Leverman et al (2010) suggest that North Atlantic climatic events had a very small effect, but internal feedback of the monsoon amplified changes. The main feedback is the release of latent heat from precipitation over land, which increases to the temperature difference between land and ocean. This pushes stronger winds from ocean to land, thus increasing advection of moisture over land, enhancing precipitation and associated release of latent heat. If monsoon winds get even slightly weaker, this feedback is reduced significantly. The abrupt transition emerges through an additional stabilizing effect of the direct heat advection which is cooling the atmospheric column and is also reduced for reduced monsoon winds. This continues, along with other feedbacks, until a threshold is reached at which condensation/precipitation cannot provide the latent heat needed to maintain a circulation (Leverman et al, 2010).

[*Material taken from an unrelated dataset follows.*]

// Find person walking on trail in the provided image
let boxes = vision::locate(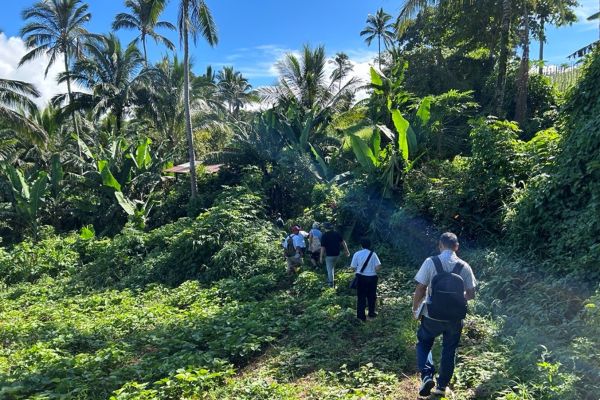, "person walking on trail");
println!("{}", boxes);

Monsoons are depended on by millions of people in some of the world’s most densely populated regions for water for agriculture and fisheries, recharge of aquifers and maintenance of ecosystems amongst others. It is therefore in our best interest to mitigate or at least understand the impact that natural variability and global climate change may have on reaching a critical threshold in monsoon systems and turning of the cycle for good.

Gupta, A.K., D. M. Anderson, J.T. Overpeck (2003) “Abrupt changes in the Asian southwest monsoon during the Holocene and their links to the North Atlantic Ocean”. Nature 421, 354–356.

Levermann, A., J. Schewe, V. Petoukhov, and H. Held (2009) “Basic mechanism for abrupt monsoon transitions” PNAS, vol. 106, 49, 20572–20577

Meehl, G. A. (1994) “Influence of the land surface on the Asian summer monsoon, external conditions versus internal feedbacks”. Journal of Climate. 7, 1033–1049

Zickfeld K, B. Knopf, V. Petoukhov and H. J. Schellnhuber (2005) “Is the Indian summer monsoon stable against global change?” Geophysical Research Letters 32:L15707.